From a quick look with DDT, the segfault happens inside partition.c
, at line 468 (cut
is larger than the size of ptrs
).
Code setup:
Version : 0.9.0
Revision: v0.9.0-799-gdee0a623, Branch: master, Date: 2021-12-30 15:53:34 +0100
Webpage : www.swiftsim.com
Config. options: '--with-tbbmalloc --enable-ipo --with-hydro=sphenix --with-subgrid=EAGLE --with-kernel=wendland-C2 --with-parmetis'
Compiler: ICC, Version: 20.21.20201112
CFLAGS : '-ip -ipo -O3 -ansi-alias -xCORE-AVX512 -pthread -fno-builtin-malloc -fno-builtin-calloc -fno-builtin-realloc -fno-builtin-free -w2 -Wunused-variable -Wshadow -Werror -Wstrict-prototypes'
HDF5 library version : 1.10.6
FFTW library version : 3.x (details not available)
GSL library version : 2.5
MPI library version : Intel(R) MPI Library 2018 Update 2 for Linux* OS (MPI std v3.1)
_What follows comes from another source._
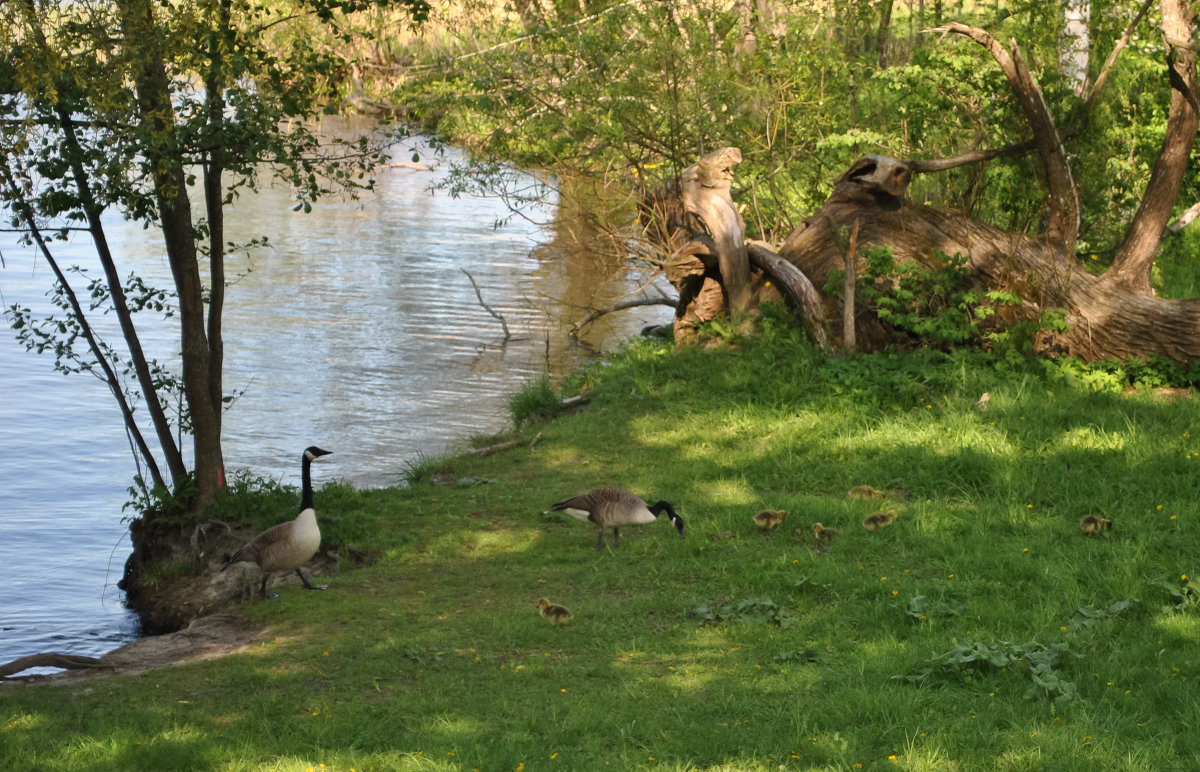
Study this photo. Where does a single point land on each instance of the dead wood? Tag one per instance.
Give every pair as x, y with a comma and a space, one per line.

ParMETIS library version : 4.0.3
A simulation that reproduces the issue within a few seconds of run time is on Cosma at /cosma7/data/dp004/dc-bahe1/BEEHIVE/PARENT_BOXES/IDZZ_EagleL100_3e10
(initial conditions at /cosma7/data/dp004/dc-bahe1/BEEHIVE/PARENT_BOXES/ICs/EagleL100_3e10.hdf5
). The higher-resolution simulation that runs fine is at /cosma7/data/dp004/dc-bahe1/BEEHIVE/PARENT_BOXES/IDWW_EagleL100_3e9
.
It does not look like a show-stopper per se, since it appears to only affect runs that can easily fit on a single node anyway. But it would probably be good to get to the bottom of it nonetheless.